Ces nouveaux métiers sont tout autant techniques que non-techniques, hautement qualifiés qu’accessibles par la formation continue. Le défi pour nous aujourd’hui est l’acquisition de ces nouvelles compétences afin de pouvoir interagir avec l’IA et développer une intelligence hybride pour plonger dans ce nouveau monde du travail.

Identifier ses propres compétences et les comparer aux compétences requises pour ces nouveaux métiers est la première étape pour se transformer. Un outil tel que uscope (uscope.ch), en répertoriant les nouveaux métiers liés à l’IA et en les comparant à nos compétences, fournit une vision pragmatique des lacunes à combler. Il permet ainsi la mise en place d’un plan de formation au niveau de l’individu et de l’entreprise.

L’IA, en nous débarrassant de la mesure de la productivité, en nous permettant de repositionner le travail dans la vision de la valeur ajoutée et en augmentant notre puissance de solution par l’activation de l’intelligence hybride, nous permet de passer à un nouveau modèle économique plus durable.

(1) Le burn-out est défini comme une situation de malaise physique et mental liée à la vie professionnelle quotidienne.
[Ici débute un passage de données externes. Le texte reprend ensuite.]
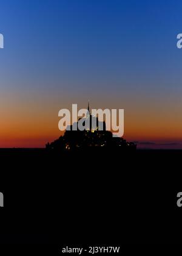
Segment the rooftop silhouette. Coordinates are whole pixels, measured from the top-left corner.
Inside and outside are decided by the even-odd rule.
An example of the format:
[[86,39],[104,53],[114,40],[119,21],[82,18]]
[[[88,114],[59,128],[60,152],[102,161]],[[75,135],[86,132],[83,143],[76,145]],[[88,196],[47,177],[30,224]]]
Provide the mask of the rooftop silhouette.
[[[75,123],[67,127],[63,136],[61,136],[58,139],[50,143],[48,142],[46,144],[46,148],[48,149],[64,151],[95,148],[115,148],[123,150],[135,150],[136,149],[136,144],[133,142],[128,142],[123,138],[113,137],[112,132],[106,130],[105,121],[100,121],[97,116],[95,117],[91,115],[89,101],[86,118],[80,119],[82,119],[83,126],[86,126],[84,130],[79,130],[78,129],[76,130],[73,129],[73,127],[78,128],[78,122]],[[88,121],[90,123],[89,127],[85,126],[85,123]]]

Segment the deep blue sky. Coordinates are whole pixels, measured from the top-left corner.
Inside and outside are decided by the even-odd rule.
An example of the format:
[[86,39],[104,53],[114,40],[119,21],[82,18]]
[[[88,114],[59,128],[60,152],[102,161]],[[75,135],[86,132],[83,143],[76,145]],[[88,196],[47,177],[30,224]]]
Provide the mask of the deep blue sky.
[[[90,98],[95,107],[124,108],[136,137],[143,133],[134,120],[138,113],[143,126],[148,114],[152,123],[155,115],[163,116],[153,131],[145,127],[150,138],[158,130],[160,137],[169,119],[177,119],[173,132],[180,129],[182,49],[176,37],[182,33],[181,10],[178,0],[2,1],[4,123],[7,108],[22,118],[20,109],[36,104],[39,115],[44,110],[56,116],[60,108],[75,102],[84,107]],[[170,115],[166,108],[172,109]]]

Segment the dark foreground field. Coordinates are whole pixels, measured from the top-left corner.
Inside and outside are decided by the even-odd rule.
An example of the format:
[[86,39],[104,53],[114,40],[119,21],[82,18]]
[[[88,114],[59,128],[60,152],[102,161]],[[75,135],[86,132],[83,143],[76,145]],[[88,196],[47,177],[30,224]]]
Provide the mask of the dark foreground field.
[[181,157],[0,149],[1,243],[180,243]]

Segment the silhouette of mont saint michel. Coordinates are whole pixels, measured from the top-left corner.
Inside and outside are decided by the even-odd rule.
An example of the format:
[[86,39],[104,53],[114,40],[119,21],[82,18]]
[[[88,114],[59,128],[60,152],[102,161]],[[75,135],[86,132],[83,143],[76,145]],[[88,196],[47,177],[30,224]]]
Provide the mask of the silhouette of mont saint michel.
[[[89,104],[88,104],[87,109],[87,114],[85,119],[89,118],[89,122],[90,122],[91,129],[86,129],[83,131],[78,129],[77,130],[73,130],[73,126],[76,125],[78,127],[78,122],[74,123],[67,127],[63,136],[61,136],[58,140],[50,143],[49,142],[46,143],[46,148],[65,152],[93,149],[94,150],[101,149],[102,151],[104,149],[124,151],[136,150],[136,144],[133,142],[128,142],[123,138],[113,137],[112,133],[106,130],[105,121],[101,122],[98,120],[98,117],[91,115]],[[83,126],[85,125],[85,122],[86,121],[84,120]],[[96,124],[95,127],[93,127],[93,123]],[[99,127],[102,127],[102,129]]]

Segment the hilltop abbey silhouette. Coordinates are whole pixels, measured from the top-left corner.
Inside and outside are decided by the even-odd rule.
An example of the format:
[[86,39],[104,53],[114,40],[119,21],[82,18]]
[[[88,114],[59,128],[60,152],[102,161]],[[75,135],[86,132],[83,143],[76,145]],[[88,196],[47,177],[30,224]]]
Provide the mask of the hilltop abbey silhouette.
[[[117,149],[135,150],[136,145],[133,142],[128,142],[123,138],[113,137],[112,133],[106,130],[105,121],[99,121],[98,117],[93,116],[90,112],[89,102],[86,118],[81,118],[83,126],[87,119],[90,122],[89,128],[84,130],[73,130],[73,126],[77,126],[78,122],[69,126],[64,135],[58,140],[46,144],[46,149],[72,151],[76,149],[93,148]],[[80,120],[80,119],[79,119]],[[93,124],[95,124],[95,126]],[[100,129],[101,128],[101,129]]]

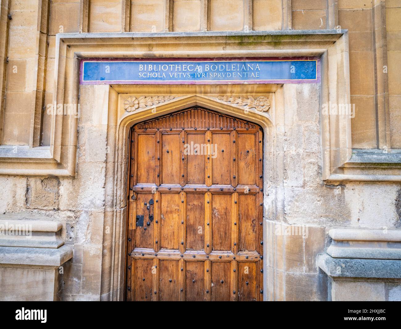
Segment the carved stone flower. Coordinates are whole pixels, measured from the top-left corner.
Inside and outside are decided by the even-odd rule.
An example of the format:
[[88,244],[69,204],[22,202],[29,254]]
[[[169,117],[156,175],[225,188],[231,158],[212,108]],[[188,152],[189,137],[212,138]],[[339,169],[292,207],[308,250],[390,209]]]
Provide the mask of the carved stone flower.
[[139,107],[139,101],[135,96],[128,97],[124,101],[124,109],[127,112],[132,112]]
[[239,106],[243,106],[246,110],[255,108],[258,111],[265,112],[270,108],[270,102],[265,96],[259,96],[256,99],[251,96],[248,96],[247,98],[243,96],[235,97],[227,96],[219,96],[217,98],[224,102],[229,102],[232,104],[237,104]]
[[174,96],[141,96],[137,98],[135,96],[127,97],[124,101],[124,109],[127,112],[133,112],[140,107],[144,108],[148,106],[152,106],[171,100]]
[[256,109],[258,111],[265,112],[270,108],[270,102],[269,99],[264,96],[259,96],[255,102]]

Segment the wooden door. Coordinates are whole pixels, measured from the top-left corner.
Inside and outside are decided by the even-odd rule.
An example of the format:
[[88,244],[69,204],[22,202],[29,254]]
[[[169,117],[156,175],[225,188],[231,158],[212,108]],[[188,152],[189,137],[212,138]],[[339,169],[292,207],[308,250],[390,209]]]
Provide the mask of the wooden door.
[[132,127],[127,300],[263,299],[262,134],[198,107]]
Il ne doit pas être confondu avec la dépression ou le surmenage. Le bore-out est déclenché par le manque de travail, l‘ennui et, par conséquent, le manque de satisfaction sur le lieu de travail. Le burn-in est défini comme précédant le burn-out et est associé à la notion de présentéisme excessif au bureau. Le brown-out est l’épuisement associé à la perte de sens de sa tâche, voire le contraire de ce qui devrait être fait. Cela conduit au phénomène des «bullshit jobs», essentiellement des emplois de bureau.

(2) L‘IA faible est définie par opposition à l‘IA forte comme une intelligence artificielle qui se concentre sur une seule tâche spécifique et ne peut la réaliser que de cette manière.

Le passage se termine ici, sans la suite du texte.